Pedagang Pasar Tolak Ganjil-genap, Anies: Demi Keselamatan Pedagang
JAKARTA - Gubernur DKI Jakarta Anies Baswedan mengatakan, ada sejumlah pedagang pasar tradisional yang menolak sistem ganjil-genap. Mereka mengeluhkan potensi penurunan pendapatan dari hasil jualan.
Namun, Anies tidak bisa mengabulkan keinginan itu. Dengan demikian, kata Anies, pihaknya tetap melakukan sistem ganjil-genap untuk meminimalisasi penularan COVID-19.
"Harus ganjil-genap. Karena, memang saat ini kapasitasnya hanya 50 persen dulu demi keselamatan pedagang juga. Jadi, ini bukan semata-mata ganjil-genap ini adalah soal keselamatan pembeli, tapi juga keselamatan pedagang," kata Anies saat ditemui di Stasiun Sudirman, Jakarta Pusat, rabu, 17 Juni.
Mantan Menteri Pendidikan dan Kebudayaan ini bahkan mengultimatum pedagang pasar tradisional. Jika mereka tetap bersikeras menolak adanya ganjil-genap, ia akan kembali menutup seluruh pasar di Jakarta.
"Saya sampaikan kepada pedagang, pilihannya sederhana. Ganjil-genap (diterapkan) sekarang atau tidak buka sama sekali. Kalau mau ikut ganjil-genap, kita buka sekarang. Kalau tidak, tidak buka," ucap Anies.
Sebagai informasi, penerapan sistem ganjil-genap di pasar dilakukan dengan dengan membuka setengah pasar tiap harinya. Kios dengan nomor ganjil beroperasi di tanggal ganjil, sedangkan kios bernomor genap di tanggal genap.
"Misalnya, tanggal 1 berarti ganjil, ganjil itu berati bomor kios ganjil yang buka. Tanggap 2 itu genap, berarti nomor kios genap yang buka," kata Dirut PD Pasar Jaya Arief Nasrudin.

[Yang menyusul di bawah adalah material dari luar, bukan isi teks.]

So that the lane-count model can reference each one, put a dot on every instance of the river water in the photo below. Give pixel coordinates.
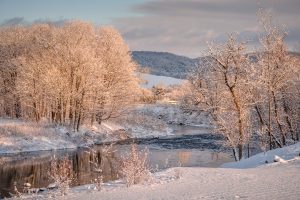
(189, 147)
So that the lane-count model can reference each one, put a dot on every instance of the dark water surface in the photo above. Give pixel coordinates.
(193, 147)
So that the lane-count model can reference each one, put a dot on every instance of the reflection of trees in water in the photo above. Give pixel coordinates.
(184, 157)
(83, 165)
(36, 173)
(214, 156)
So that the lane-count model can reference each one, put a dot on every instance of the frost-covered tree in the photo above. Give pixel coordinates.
(277, 72)
(68, 74)
(221, 87)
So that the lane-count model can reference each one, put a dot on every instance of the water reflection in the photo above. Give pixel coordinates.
(34, 168)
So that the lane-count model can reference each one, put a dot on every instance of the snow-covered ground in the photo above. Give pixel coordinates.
(152, 80)
(276, 181)
(286, 153)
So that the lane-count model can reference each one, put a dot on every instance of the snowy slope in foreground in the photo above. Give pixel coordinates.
(277, 182)
(287, 153)
(153, 80)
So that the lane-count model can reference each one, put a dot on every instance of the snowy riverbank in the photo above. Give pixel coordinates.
(278, 180)
(18, 136)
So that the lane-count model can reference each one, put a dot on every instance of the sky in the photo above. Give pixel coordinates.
(178, 26)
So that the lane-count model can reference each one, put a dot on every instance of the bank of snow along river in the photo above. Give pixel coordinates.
(189, 146)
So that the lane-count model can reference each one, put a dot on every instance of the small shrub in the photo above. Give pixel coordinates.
(62, 175)
(134, 168)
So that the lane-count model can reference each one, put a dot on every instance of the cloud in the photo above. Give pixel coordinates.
(183, 27)
(21, 21)
(13, 21)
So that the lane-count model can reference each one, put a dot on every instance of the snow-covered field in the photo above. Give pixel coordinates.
(152, 80)
(276, 181)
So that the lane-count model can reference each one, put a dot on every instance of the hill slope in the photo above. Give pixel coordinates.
(165, 64)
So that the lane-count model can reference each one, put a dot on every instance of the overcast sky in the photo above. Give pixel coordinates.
(177, 26)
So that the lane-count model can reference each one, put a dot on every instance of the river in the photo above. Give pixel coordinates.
(190, 146)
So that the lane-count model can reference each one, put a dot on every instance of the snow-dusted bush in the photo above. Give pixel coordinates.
(134, 167)
(62, 175)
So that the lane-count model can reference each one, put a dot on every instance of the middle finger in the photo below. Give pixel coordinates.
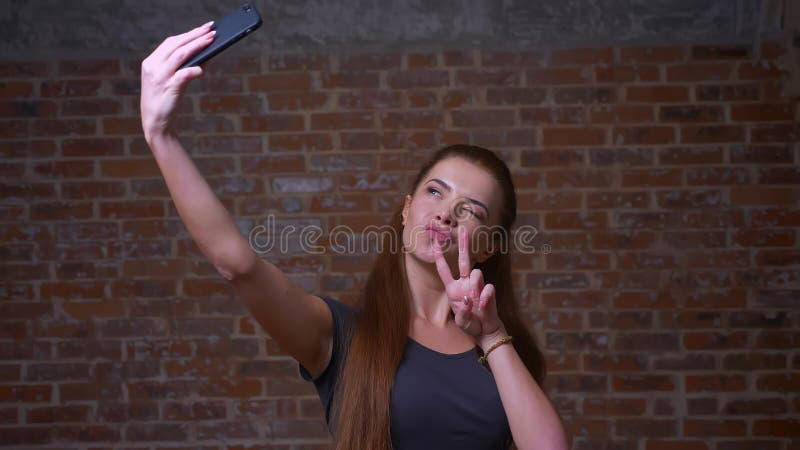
(464, 265)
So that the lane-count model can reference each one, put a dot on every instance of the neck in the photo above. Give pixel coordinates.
(428, 298)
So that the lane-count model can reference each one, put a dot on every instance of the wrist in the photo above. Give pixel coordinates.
(159, 137)
(487, 340)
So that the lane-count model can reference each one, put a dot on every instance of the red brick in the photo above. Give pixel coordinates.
(92, 147)
(570, 220)
(369, 100)
(88, 68)
(727, 52)
(577, 179)
(292, 101)
(642, 383)
(716, 428)
(789, 427)
(411, 120)
(727, 92)
(458, 58)
(698, 72)
(777, 257)
(421, 60)
(70, 88)
(715, 383)
(418, 79)
(643, 135)
(617, 114)
(566, 115)
(690, 113)
(561, 137)
(372, 141)
(778, 382)
(422, 99)
(63, 169)
(512, 59)
(708, 341)
(763, 196)
(32, 108)
(232, 104)
(119, 125)
(626, 74)
(584, 95)
(779, 175)
(712, 134)
(338, 121)
(266, 123)
(350, 80)
(93, 107)
(776, 133)
(763, 112)
(691, 155)
(645, 55)
(280, 82)
(507, 96)
(483, 118)
(67, 127)
(577, 261)
(761, 70)
(657, 94)
(777, 340)
(14, 129)
(26, 436)
(16, 89)
(298, 62)
(556, 76)
(581, 56)
(675, 445)
(300, 142)
(487, 77)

Arief mengaku pihaknya tak bisa menggunakan lahan lain untuk memindahkan separuh lapak pedagang sehingga bisa menampung seluruh kios dengan tetap menjalankan jaga jarak fisik.

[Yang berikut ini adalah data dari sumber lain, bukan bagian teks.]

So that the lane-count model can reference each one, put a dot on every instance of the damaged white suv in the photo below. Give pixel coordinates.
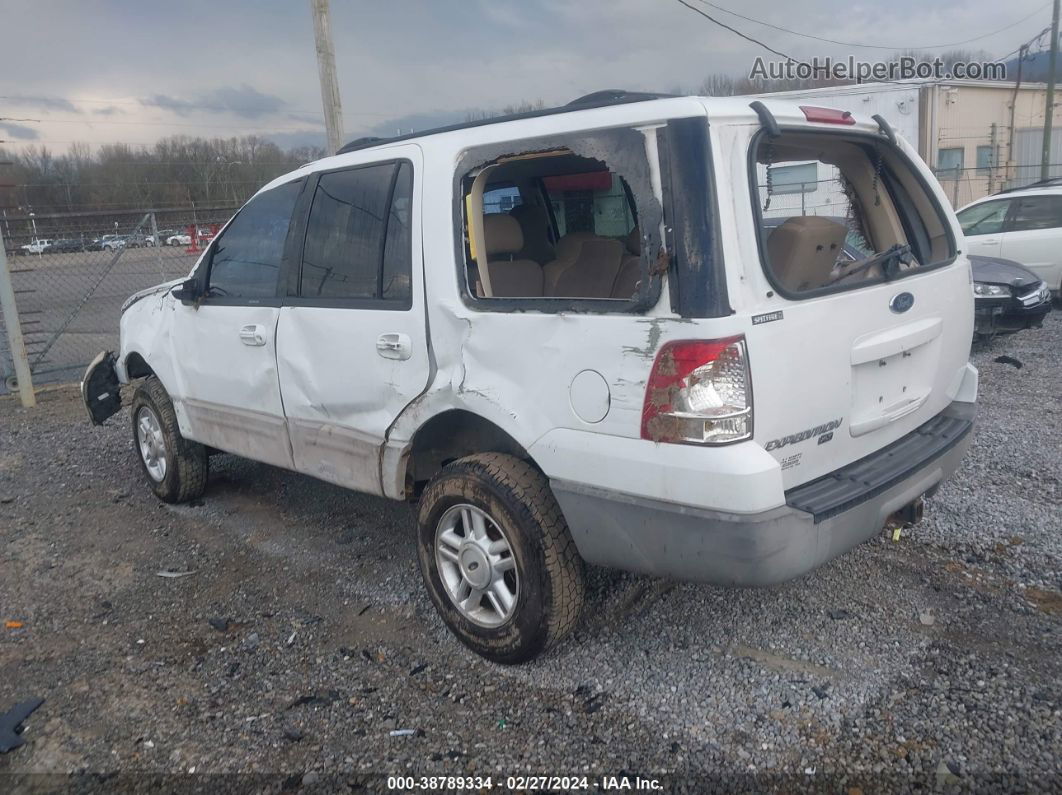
(620, 332)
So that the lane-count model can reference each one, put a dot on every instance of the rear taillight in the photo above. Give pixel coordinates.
(699, 393)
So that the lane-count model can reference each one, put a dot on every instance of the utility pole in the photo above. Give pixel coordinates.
(1045, 158)
(326, 70)
(15, 342)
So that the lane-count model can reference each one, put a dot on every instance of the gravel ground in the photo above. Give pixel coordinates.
(303, 637)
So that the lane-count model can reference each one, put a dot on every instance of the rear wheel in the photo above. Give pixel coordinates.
(497, 557)
(176, 468)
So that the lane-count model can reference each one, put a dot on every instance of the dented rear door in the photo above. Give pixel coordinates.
(352, 342)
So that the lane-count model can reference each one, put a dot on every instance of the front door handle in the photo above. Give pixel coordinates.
(394, 346)
(253, 334)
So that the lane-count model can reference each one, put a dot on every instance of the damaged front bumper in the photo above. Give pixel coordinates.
(819, 521)
(100, 389)
(1004, 315)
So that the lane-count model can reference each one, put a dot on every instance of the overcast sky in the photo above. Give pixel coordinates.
(104, 70)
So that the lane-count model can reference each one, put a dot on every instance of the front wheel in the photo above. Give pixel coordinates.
(497, 557)
(176, 468)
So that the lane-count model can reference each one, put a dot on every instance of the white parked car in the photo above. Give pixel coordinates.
(617, 365)
(110, 242)
(1024, 225)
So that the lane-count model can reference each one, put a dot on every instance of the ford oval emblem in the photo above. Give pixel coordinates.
(901, 303)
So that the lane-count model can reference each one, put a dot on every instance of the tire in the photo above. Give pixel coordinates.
(184, 471)
(519, 505)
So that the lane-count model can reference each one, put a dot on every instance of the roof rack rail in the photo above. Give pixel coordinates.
(597, 99)
(615, 97)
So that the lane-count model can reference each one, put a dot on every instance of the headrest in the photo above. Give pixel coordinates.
(530, 213)
(569, 246)
(502, 234)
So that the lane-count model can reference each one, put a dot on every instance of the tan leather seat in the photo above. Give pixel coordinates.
(585, 266)
(804, 249)
(630, 269)
(534, 224)
(510, 277)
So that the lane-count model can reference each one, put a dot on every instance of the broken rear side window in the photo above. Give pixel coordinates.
(842, 211)
(565, 219)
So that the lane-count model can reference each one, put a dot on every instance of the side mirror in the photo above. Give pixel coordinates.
(187, 292)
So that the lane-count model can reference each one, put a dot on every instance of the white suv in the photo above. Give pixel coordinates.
(570, 338)
(1024, 225)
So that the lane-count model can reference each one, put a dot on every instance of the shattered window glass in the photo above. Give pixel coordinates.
(572, 217)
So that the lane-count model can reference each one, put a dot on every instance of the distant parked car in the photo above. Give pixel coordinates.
(1024, 225)
(66, 246)
(1007, 296)
(36, 246)
(109, 242)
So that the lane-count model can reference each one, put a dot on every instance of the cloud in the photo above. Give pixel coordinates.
(243, 101)
(45, 103)
(19, 131)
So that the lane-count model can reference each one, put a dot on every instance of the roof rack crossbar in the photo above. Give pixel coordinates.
(885, 127)
(598, 99)
(767, 119)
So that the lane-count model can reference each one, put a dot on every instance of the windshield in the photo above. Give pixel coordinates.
(841, 211)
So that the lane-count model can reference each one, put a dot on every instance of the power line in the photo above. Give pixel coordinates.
(854, 44)
(139, 103)
(157, 124)
(736, 31)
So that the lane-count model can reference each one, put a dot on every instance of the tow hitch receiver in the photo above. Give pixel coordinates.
(909, 514)
(101, 390)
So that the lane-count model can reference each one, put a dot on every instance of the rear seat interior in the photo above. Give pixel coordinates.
(510, 277)
(584, 265)
(804, 249)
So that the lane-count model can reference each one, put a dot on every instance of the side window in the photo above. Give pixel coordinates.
(1035, 212)
(501, 199)
(344, 235)
(398, 246)
(245, 261)
(800, 178)
(359, 236)
(983, 219)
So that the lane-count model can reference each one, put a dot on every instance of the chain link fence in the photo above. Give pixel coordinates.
(71, 277)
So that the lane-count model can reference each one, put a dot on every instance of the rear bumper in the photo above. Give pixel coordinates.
(820, 520)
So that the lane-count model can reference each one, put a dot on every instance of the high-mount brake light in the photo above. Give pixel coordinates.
(827, 115)
(699, 393)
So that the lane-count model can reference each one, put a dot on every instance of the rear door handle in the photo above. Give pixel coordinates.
(253, 334)
(394, 346)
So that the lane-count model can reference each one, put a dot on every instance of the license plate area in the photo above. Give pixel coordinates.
(891, 386)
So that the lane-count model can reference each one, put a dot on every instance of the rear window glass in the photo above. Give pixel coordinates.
(839, 212)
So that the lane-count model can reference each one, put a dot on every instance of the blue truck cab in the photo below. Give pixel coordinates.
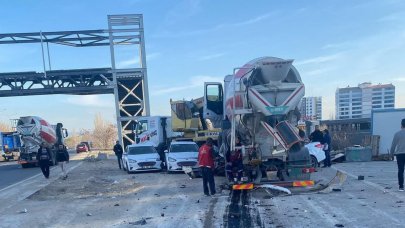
(10, 144)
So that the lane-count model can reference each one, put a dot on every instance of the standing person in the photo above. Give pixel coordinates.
(326, 148)
(118, 152)
(234, 160)
(316, 136)
(62, 156)
(206, 163)
(398, 149)
(43, 158)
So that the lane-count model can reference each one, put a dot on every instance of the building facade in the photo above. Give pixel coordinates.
(311, 108)
(357, 102)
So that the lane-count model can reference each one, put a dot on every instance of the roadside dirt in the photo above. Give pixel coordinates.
(92, 179)
(98, 194)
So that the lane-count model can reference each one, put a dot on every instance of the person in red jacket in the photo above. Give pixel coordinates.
(206, 163)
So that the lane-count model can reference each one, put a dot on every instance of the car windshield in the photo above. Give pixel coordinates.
(141, 150)
(183, 148)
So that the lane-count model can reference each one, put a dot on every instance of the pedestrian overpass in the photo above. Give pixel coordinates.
(129, 85)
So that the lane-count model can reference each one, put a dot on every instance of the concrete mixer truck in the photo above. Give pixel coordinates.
(33, 131)
(259, 107)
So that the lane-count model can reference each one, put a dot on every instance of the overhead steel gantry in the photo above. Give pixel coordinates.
(129, 85)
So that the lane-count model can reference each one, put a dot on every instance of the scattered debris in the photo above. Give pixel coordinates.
(23, 211)
(139, 222)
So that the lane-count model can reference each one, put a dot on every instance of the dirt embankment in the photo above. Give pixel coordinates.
(92, 179)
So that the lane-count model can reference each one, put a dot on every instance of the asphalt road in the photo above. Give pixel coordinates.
(11, 172)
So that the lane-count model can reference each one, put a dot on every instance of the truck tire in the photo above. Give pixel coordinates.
(25, 166)
(314, 162)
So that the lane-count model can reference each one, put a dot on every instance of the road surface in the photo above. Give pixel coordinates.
(11, 172)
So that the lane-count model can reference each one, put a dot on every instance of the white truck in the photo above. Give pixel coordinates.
(33, 131)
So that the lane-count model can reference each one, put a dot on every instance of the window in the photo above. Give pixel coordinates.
(142, 126)
(174, 148)
(213, 93)
(141, 150)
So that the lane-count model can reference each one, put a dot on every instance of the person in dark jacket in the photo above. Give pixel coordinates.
(62, 156)
(398, 149)
(234, 160)
(326, 148)
(118, 152)
(316, 136)
(43, 158)
(206, 163)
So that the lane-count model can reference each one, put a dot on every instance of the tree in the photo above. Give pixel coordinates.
(104, 133)
(5, 127)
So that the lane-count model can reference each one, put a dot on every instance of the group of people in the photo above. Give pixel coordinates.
(44, 156)
(323, 137)
(234, 158)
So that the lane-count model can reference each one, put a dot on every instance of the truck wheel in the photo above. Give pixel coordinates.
(25, 166)
(314, 162)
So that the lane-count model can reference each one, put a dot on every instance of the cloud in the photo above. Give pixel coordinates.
(91, 101)
(194, 82)
(135, 61)
(400, 79)
(166, 34)
(320, 59)
(213, 56)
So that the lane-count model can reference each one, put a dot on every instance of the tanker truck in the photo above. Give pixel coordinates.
(33, 131)
(259, 106)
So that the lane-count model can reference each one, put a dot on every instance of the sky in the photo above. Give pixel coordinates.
(333, 43)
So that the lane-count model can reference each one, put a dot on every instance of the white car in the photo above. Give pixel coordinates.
(182, 155)
(141, 157)
(316, 152)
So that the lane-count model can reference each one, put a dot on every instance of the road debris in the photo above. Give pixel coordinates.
(139, 222)
(23, 211)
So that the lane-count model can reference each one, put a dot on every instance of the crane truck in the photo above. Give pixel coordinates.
(34, 131)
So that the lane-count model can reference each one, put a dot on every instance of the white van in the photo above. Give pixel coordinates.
(141, 157)
(182, 155)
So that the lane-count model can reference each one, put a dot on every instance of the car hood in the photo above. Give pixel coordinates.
(184, 155)
(144, 157)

Sebab, tak ada lahan yang bisa digunakan di Jakarta. Terlebih, jumlah pedagang pasar di DKI mencapai lebih dari 100 ribu orang. Berbeda dengan pasar-pasar tradisional di daerah lain.
"Kami enggak mungkin lakukan (penempatan kios) di halaman pasar, karena pengunjung pasar itu berbagai macam elemen kalau di Jakarta, ada yang menggunakan mobil. Kendaraan dan lahan enggak cukup," tutur Arief.
"Oleh karenanya, di Jakarta tetap menggunakan gedung, kenapa harus gedung ya karena gedung itulah yang bisa membuat kami memproteksi jumlah pengunjung dengan juga kita menerapkan ganjil genap kios dan mengatur traffic konsumennya," tambah dia.
Lalu, ada potokol kesehatan yang wajib dilaksanakan bagi para pedagang. Pedagang diwajibkan menggunakan pelindung muka (face shield). Dengan demikian, Arief yakin penularan virus corona di area pasar bisa dicegah.
Arief melanjutkan, PD Pasar Jaya juga akan melakukan pengetatan pintu dengan mengurangi pintu masuk ke pasar, menyediakan hand sanitizer dan pengecekan suhu tubuh, dan melakukan penyemprotan di area Pasar sekali dalam dua pekan.
"Kemudian, pedagangnya dipastikan menggunakan masker. Mudah-mudahan ini bagian dari practice action yang untuk mengantisipasi penyebaran COVID-19 di pasar," ungkap Arief.
Berdasarkan data yang dihimpun Ikatan Pedagang Pasar Tradisional (IKAPPI), sedikitnya ada 64 pedagang pasar tradisional di Jakarta terkonfirmasi positif COVID-19. Puluhan pedagang pasar ini sebelumnya menjalani rapid test dan menunjukkan reaktif, selanjutnya melakukan tes swab PCR dan terkonfrimasi positif.
Rinciannya, 23 pedagang terinfeksi COVID-19 di Pasar Serdang Kemayoran, 18 pedagang di Pasar Perumnas Klender, 14 pedagang di Pasar Rawa Kerbau, 3 pedagang di Pasar Kramat Jati, 2 pedagang di Pasar Kedip, 1 pedagang di Pasar Mester, 1 pedagang di Pasar Lontar, 1 pedagang di Pasar Obor, dan 1 pedagang di Pasar Grogol.